You have a new entry in file storage, where you must track this association with a user or a chat, to persist the download longer than the session or to expire it or delete it as part of thread chat maintenance.
This answer makes sense. However, I am able to access files from a conversation I started yesterday with no problems. This implies the files are not associated with the code interpreter sessions and instead, they persist for an undefined duration. Perhaps they are forever condemned to clutter my file storage, or perhaps they are erased along with the threads.
It would be nice to know what the default behaviour is so that I know what kind of manual management of these files I should perform.

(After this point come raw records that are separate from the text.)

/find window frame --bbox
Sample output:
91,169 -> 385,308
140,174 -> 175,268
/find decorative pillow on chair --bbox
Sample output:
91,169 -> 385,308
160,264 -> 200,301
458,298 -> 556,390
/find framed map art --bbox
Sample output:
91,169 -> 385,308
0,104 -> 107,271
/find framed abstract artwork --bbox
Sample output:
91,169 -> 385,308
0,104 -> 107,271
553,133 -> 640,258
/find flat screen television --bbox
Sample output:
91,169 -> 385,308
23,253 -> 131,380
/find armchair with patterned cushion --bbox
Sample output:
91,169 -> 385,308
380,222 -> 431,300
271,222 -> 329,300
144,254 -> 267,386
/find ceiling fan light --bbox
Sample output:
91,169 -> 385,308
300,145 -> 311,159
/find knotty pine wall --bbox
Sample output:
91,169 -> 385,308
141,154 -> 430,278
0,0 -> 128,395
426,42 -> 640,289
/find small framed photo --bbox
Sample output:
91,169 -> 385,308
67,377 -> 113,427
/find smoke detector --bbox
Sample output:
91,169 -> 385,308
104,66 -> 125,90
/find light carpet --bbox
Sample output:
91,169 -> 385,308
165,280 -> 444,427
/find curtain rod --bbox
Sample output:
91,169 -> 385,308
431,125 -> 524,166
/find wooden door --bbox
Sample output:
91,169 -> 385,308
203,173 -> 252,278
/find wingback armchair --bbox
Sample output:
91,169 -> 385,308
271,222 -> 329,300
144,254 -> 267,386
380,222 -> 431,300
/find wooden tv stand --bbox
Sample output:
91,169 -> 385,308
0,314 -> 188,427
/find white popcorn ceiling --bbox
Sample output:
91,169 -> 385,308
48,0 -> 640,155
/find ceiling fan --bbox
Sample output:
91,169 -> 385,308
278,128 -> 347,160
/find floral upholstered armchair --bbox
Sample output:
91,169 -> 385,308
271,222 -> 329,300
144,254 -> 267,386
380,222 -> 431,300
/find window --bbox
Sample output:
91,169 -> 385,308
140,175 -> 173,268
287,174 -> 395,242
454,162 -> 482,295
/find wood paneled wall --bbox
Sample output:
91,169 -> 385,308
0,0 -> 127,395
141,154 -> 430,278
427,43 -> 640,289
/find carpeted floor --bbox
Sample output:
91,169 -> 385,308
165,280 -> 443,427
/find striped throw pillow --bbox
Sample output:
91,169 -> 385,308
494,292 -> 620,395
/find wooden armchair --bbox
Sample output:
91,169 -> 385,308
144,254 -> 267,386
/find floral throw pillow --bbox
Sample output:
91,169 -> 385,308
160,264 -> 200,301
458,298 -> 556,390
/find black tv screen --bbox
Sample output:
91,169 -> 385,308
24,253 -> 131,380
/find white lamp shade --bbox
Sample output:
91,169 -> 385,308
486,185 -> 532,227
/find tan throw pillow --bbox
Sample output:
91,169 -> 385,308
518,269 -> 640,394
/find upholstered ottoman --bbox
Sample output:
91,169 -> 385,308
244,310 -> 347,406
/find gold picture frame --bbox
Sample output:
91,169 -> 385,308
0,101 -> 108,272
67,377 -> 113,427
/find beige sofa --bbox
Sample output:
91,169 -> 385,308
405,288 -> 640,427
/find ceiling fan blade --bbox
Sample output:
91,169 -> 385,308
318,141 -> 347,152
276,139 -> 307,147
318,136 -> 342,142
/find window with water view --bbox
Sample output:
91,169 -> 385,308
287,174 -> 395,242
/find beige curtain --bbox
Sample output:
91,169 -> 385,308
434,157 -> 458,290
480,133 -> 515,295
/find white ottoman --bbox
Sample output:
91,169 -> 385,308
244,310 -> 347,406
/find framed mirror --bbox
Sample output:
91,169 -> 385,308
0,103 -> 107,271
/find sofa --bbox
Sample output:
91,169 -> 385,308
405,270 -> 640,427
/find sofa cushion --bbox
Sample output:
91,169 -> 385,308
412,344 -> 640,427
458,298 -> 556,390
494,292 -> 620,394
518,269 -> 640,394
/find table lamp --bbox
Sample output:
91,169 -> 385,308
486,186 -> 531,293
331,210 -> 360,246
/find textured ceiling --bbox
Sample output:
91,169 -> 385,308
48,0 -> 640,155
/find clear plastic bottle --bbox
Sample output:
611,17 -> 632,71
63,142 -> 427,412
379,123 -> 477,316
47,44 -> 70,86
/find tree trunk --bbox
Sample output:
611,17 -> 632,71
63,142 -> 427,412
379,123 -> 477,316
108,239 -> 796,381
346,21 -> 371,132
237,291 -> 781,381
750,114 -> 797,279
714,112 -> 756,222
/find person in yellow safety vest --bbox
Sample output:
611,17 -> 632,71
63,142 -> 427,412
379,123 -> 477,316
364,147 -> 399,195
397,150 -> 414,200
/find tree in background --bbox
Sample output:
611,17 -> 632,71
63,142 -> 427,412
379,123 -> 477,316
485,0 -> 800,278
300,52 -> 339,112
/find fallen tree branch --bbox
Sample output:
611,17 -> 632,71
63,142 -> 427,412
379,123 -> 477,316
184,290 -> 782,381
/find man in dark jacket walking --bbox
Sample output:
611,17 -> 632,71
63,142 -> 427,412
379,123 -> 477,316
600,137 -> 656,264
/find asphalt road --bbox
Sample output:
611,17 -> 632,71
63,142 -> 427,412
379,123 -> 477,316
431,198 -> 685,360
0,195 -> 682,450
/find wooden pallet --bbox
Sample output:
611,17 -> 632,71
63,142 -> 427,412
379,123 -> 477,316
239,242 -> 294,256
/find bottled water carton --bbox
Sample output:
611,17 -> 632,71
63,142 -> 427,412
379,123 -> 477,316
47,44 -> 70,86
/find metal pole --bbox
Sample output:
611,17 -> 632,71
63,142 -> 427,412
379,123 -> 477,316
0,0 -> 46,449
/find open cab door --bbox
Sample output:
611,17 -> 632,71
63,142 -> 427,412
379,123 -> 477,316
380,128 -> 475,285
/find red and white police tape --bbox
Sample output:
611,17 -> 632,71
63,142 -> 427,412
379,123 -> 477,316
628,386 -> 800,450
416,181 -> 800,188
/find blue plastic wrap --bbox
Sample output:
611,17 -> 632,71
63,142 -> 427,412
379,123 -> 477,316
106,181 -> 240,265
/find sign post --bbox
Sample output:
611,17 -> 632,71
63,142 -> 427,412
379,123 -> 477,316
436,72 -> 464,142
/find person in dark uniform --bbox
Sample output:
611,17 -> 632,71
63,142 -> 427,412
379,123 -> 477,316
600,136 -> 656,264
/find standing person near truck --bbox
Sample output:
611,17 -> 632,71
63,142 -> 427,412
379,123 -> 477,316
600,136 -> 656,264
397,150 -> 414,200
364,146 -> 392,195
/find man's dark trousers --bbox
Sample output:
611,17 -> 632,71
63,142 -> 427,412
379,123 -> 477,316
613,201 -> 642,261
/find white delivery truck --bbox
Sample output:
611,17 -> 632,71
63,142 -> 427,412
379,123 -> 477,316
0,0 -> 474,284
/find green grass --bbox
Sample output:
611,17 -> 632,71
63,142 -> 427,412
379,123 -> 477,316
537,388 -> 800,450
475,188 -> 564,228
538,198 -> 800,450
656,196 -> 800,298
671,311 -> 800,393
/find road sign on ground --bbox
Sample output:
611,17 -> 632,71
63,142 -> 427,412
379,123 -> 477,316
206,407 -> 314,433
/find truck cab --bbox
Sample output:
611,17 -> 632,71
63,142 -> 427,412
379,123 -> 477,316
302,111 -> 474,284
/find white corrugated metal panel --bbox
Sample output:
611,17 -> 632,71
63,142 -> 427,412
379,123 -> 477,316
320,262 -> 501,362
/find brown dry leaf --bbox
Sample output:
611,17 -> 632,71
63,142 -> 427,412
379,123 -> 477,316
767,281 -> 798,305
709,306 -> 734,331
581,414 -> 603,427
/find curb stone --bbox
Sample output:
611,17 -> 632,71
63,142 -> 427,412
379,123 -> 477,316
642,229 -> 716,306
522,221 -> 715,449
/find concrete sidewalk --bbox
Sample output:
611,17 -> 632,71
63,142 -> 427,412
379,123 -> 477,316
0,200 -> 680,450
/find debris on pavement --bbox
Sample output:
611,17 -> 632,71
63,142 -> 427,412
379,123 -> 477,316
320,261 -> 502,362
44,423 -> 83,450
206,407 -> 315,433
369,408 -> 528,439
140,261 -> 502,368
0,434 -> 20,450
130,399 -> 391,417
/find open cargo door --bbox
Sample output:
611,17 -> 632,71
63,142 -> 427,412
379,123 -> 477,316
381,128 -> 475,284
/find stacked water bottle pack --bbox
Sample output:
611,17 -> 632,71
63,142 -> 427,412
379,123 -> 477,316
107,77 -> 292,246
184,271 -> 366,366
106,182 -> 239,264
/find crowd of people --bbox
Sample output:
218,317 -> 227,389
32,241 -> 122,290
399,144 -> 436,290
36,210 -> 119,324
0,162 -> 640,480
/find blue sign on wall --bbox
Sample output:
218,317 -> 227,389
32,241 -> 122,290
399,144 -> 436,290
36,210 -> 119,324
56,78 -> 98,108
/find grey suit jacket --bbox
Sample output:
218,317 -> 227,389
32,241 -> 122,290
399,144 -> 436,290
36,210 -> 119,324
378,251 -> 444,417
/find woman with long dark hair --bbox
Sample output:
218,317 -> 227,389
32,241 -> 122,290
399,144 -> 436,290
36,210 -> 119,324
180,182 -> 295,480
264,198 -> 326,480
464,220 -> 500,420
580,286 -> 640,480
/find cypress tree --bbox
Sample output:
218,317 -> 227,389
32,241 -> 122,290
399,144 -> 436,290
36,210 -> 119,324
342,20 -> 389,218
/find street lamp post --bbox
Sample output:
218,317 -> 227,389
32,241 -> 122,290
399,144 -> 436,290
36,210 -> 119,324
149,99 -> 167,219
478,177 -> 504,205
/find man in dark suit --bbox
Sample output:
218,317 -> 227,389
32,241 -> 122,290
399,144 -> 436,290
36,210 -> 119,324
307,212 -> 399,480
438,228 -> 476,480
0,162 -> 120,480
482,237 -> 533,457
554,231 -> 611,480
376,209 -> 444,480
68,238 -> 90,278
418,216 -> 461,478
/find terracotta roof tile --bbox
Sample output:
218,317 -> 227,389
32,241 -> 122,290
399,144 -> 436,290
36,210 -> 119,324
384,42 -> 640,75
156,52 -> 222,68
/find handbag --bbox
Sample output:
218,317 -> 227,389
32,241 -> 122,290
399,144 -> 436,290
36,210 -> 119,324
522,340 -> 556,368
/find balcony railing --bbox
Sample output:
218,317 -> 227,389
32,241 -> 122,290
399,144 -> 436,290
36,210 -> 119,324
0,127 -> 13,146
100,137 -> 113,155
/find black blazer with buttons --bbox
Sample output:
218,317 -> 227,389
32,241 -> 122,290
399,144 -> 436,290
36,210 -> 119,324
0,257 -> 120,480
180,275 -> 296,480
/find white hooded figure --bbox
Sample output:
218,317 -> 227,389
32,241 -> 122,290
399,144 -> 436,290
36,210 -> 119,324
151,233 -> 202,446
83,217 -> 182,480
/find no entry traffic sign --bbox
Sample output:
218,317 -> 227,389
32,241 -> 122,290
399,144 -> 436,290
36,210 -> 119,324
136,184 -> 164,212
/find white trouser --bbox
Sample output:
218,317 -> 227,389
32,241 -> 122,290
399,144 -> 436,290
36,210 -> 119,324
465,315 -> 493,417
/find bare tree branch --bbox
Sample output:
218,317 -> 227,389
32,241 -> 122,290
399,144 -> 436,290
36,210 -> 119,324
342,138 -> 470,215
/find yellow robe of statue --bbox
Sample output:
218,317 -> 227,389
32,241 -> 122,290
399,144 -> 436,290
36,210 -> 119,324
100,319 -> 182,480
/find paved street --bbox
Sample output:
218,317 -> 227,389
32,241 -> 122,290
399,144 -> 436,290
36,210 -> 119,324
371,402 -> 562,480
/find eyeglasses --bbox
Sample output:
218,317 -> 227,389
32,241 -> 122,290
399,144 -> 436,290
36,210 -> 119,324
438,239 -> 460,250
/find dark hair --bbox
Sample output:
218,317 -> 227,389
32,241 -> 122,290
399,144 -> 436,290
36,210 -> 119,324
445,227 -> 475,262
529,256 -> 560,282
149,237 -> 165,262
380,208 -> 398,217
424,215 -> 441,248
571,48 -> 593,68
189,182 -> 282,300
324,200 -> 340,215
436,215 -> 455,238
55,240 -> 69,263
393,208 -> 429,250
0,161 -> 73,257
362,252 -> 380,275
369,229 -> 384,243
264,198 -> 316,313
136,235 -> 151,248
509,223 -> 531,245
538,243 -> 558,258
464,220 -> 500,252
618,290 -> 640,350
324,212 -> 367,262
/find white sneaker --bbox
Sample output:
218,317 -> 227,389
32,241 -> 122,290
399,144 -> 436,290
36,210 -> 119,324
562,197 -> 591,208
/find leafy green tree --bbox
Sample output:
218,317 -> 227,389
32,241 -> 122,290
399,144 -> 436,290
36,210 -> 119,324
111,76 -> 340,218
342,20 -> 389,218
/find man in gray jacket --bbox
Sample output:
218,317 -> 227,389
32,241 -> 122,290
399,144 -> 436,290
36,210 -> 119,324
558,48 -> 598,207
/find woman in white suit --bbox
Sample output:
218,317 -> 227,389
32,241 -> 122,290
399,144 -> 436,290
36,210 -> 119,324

Setting up a regular routine to erase or persist old files isn’t a problem, but I would like to understand the default behaviour.
Yes, you are correct the files are created, and the files endpoint doesn’t have any expiration method.
What I was trying to impress upon you was the need for your own maintenance, due to built-in loss of connection to the files, that you have to scrape out of responses, as the reset code interpreter would no longer have result files to continue working on, and that there is no cleanup.
Then basically need to have your own information client-side about a chat anyway to map users to threads, cache and provide metadata like chat titles, persist connection to user-created data, either uploads or outputs, to make chats continue to be accessible after inactivity or to synchronize with the expected inactivity deletion of a thread, performing more processes, making the whole Assistants platform rather pointless once you’d set up Juptyterhub or other notebook virtualization environment, or real script file+execute environment.